Under the definitive merger agreement, ICD would acquire all of the outstanding equity in Sidewinder, giving it a majority stake at 51% and an enterprise value estimated at $200 million. The deal would more than double the size of ICD’s pad-optimal rig fleet to 34 rigs, following “modest” upgrades to five Sidewinder rigs.

“The benefits to ICD of this combination are significant, and the industrial and geographic fit is obvious,” said CEO Byron Dunn. “We expect to gain significant size and scale, expand growth opportunities and realize significant synergies.

“We also expect to strengthen our cash flows and balance sheet, add operational expertise and capabilities, and create significant opportunities to market additional rigs into our expanding customer base.”

Sidewinder, formed in 2011, shares complementary fleets and operations with ICD, as well as “a common focus and commitment to safety, operational excellence and customer service,” said CEO Anthony Gallegos, who is to run the combined company.

“Through the combination of our operations and premier assets strategically located in North America’s most active basins, I believe we have compelling opportunities for operational synergies and growth as well as career advancement for the employees of both companies.”
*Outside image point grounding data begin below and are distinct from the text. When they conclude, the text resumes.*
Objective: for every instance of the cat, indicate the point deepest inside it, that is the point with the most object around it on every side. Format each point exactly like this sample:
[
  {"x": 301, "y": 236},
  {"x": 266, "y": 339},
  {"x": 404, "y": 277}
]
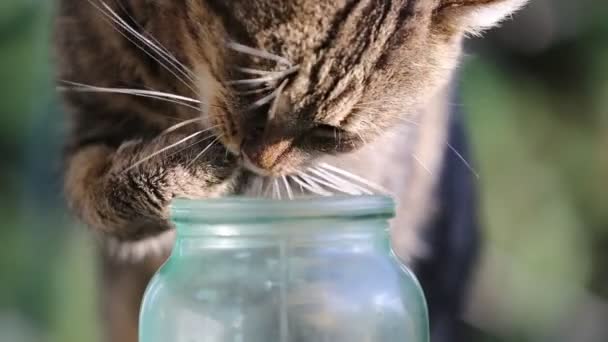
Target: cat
[{"x": 208, "y": 98}]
ICD’s fleet in the first three months of this year operated at 100% utilization and recorded 1,259 revenue days, compared to 100% utilization and 1,289 revenue days in 4Q2017, and 91.7% utilization and 1,073 revenue days in the year-ago period.
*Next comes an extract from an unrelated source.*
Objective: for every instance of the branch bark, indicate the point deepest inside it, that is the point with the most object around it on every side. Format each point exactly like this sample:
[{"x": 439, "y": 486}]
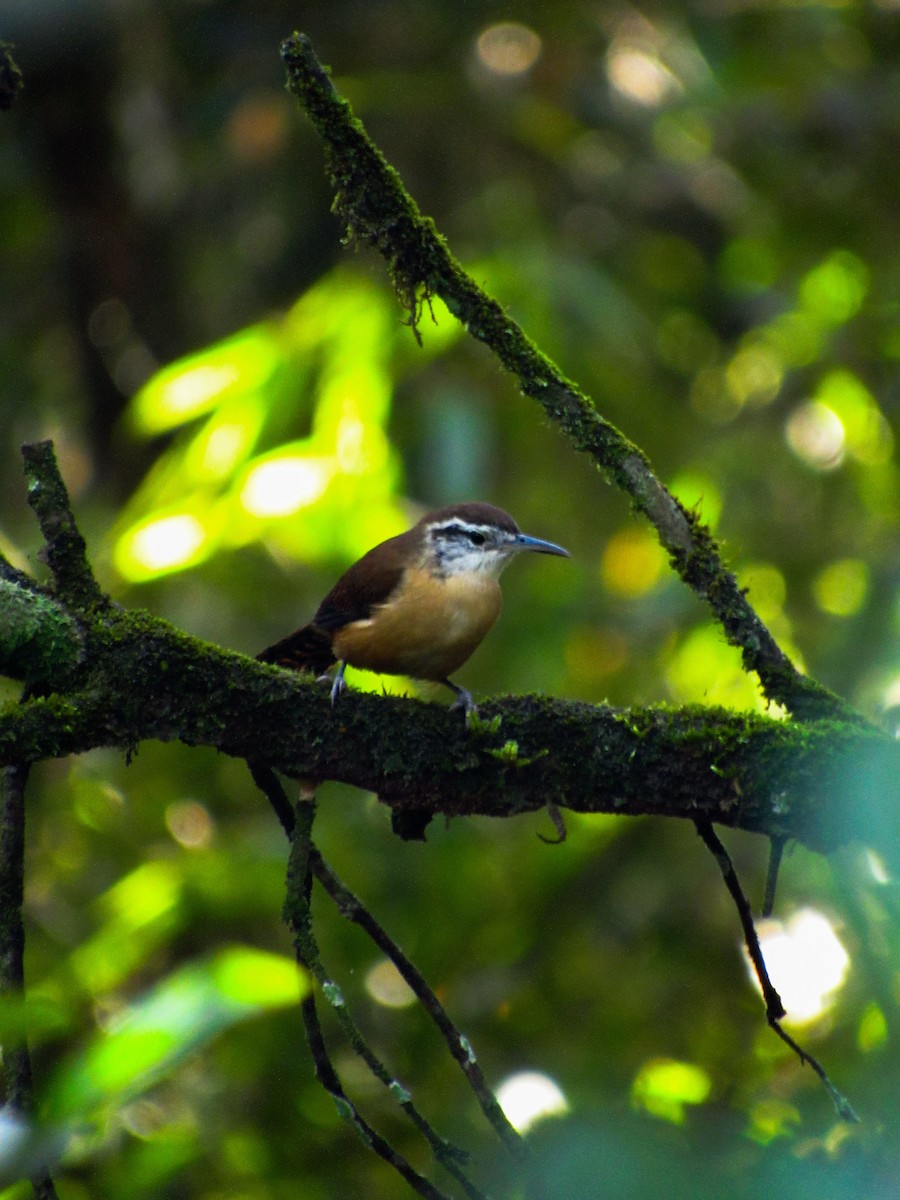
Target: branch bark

All 14 of the its proprietary walking rigs known as ShaleDrillers, were contracted and operating under term contracts. The backlog of revenues from contracts at the end of March, with original terms of six months or more, was $52.7 million. About 84% of the backlog was expected to be realized during the remainder of 2018.

Privately held Sidewinder has 19 total rigs, including 16 contracted, with 13 high-tech, aka “super-spec,” alternating current (AC) walkers, according to Tudor, Pickering, Holt & Co. (TPH).

ICD expects to achieve synergies with the combination of more than $8 million once the merger is completed, which is expected before the end of the year. The transaction needs customary regulatory approvals and a thumbs’ up from ICD shareholders. Under the terms of the transaction, Sidewinder unitholders would receive an aggregate of 36.75 million shares of ICD common stock, representing about 49% of the total outstanding shares. ICD also would assume an estimated $50 million of Sidewinder net debt.

The combined board is to consist of four existing ICD board members, including Chairman Thomas R. Bates, and two members appointed by the controlling owners of Sidewinder. ICD CFO Philip Choyce would continue as financial chief.

The merger has been unanimously approved by the boards and received the requisite approval of Sidewinder unitholders. Evercore ISI acted as ICD’s financial adviser.

In conjunction with the signing of the merger agreement, ICD received binding commitments for a $130 million, secured, five-year term loan and a $40 million revolving credit facility, with proceeds to be used to refinance existing debt and the Sidewinder debt.

ICD plans to upgrade Sidewinder’s four silicon-controlled rectifier rigs, which should cost about $12.5 million and take about a year, TPH said. ICD also wants to reactivate/upgrade one lower-spec AC-rig, which would cost around $8 million.

Because “size and scale” are important in today’s drilling environment, the combination is a good one, TPH analysts said. They estimated the enterprise value at roughly $200 million using ICD’s stock closing price on Wednesday of $4.06.

Once the upgrades are completed, “ICD will more than double its fleet to 34 total pad-optimal rigs,” said the TPH team. “Strategically, while slightly dilutive to asset quality, this transaction makes sense for ICD as it helps to improve growth prospects (company is growth-constrained today) while also immediately improving public float.”